La loi devrait comprendre un volet autorisant l’euthanasie et le suicide assisté appelés, sans les nommer, « aide à mourir » (cf. Euthanasie : la corruption des mots précèdera-t-elle la corruption des actes ?). Sur ce volet, comme le relèvent les médecins, « nous devons d’emblée discuter les modalités et autres aménagements de la loi à venir » : qui sera éligible, qui ne le sera pas ? Qu’est-ce que le consentement ? Qu’est-ce qu’une souffrance insupportable ?, … En revanche, « il nous est très explicitement demandé de ne pas remettre en cause, puisqu’il est déjà décidé, le principe même de ladite “innovation” envisagée pour les meilleurs motifs, libre-choix, compassion, dignité,… » s’insurgent-ils. « Pourquoi serait-il interdit de mettre les pieds dans le plat ? »

Dépénaliser signifie qu’il sera possible de « mettre à mort les personnes qui en feront le “choix” », ou « d’assister leur suicide ». « L’interdit fondateur de tuer est transgressé sans tambour ni trompette, et cela est confié, c’est un comble, au monde médical » s’offusquent les médecins (cf. Claire Fourcade : « Je suis médecin, la mort n’est pas mon métier »). « Rien à voir avec le refus de l’acharnement thérapeutique ou la sédation profonde et continue au terme de laquelle le patient décède de sa maladie » préviennent-ils. Pourquoi vouloir rompre « l’équilibre » issu de la loi Claeys-Leonetti, parce qu’elle est insuffisamment connue et que d’autres pays nous ont précédés dans « la barbarie hi-tech » ?

 « La dimension psychologique n’est jamais absente »

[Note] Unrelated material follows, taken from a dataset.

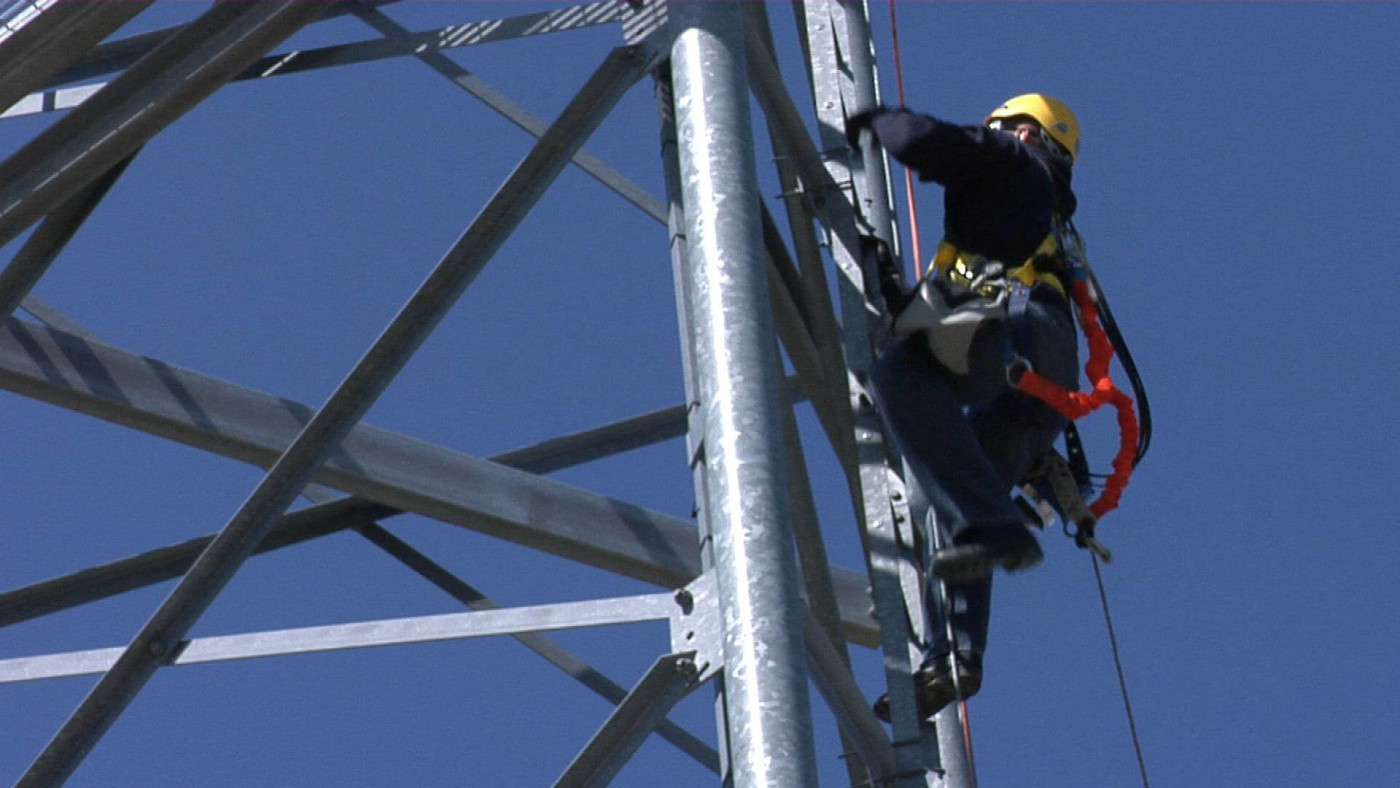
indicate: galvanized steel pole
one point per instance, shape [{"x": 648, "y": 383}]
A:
[{"x": 765, "y": 675}]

« Partant du double constat que la perspective de mourir à plus ou moins brève échéance est pénible pour celui qui l’éprouve comme pour son entourage, et que les soins palliatifs sont peu accessibles » (cf. Fin de vie : Les soins palliatifs, « parent pauvre de la médecine »), la « permission » serait donnée de tuer la personne. Ce serait aussi, nous dit-on, une question de « dignité ». Pourtant, « à vouloir légiférer de façon (pseudo) compassionnelle, à partir de cas exceptionnels et non selon le cas général », on en arrive à envisager une « épouvantable aberration ».

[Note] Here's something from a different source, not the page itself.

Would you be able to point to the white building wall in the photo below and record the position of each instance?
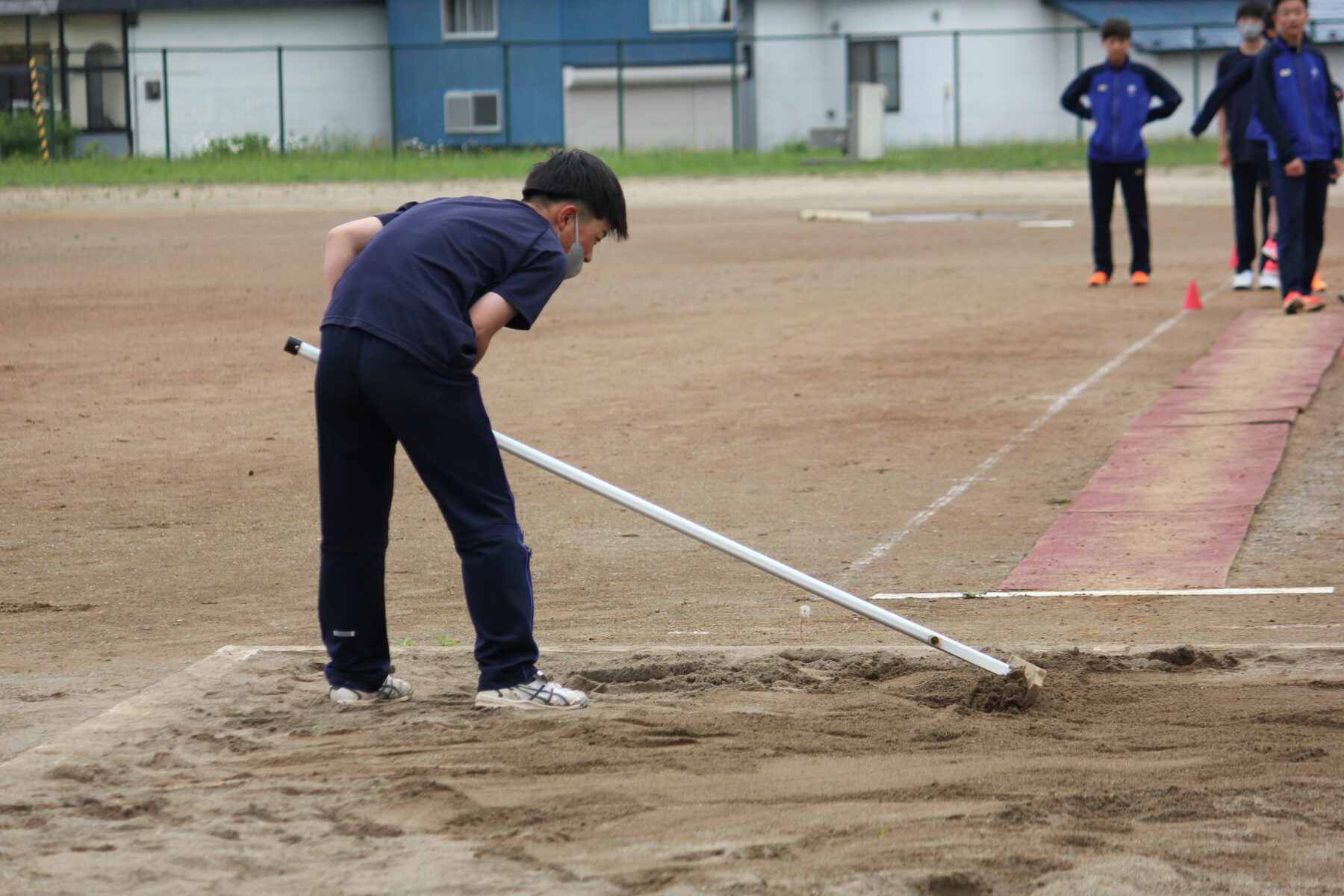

Pour nous « rassurer », on nous affirme que « c’est une liberté, un choix qui sera offert », « nullement une obligation » et qu’il y aura « des garde-fous, des commissions ». « Mais qui décrétera qu’un tel est apte à faire une demande, tandis que tel autre ne l’est pas ? », « qui fera le “tri” entre demandes valides et non valides ? » interrogent les praticiens. « Quel expert mégalomane s’autorisera à cocher la case “bon pour la mort” ? » poursuivent-ils.

Dans une « demande de mort », « la dimension psychologique n’est jamais absente » soulignent les médecins. Chez les personnes âgées, l’euthanasie pourrait être pratiquée du fait de « la demande implicite formulée par la société », ou après incitation, « dans un monstrueux calcul plus ou moins formulé de régulation des longs séjours ou des EHPAD », alertent-ils.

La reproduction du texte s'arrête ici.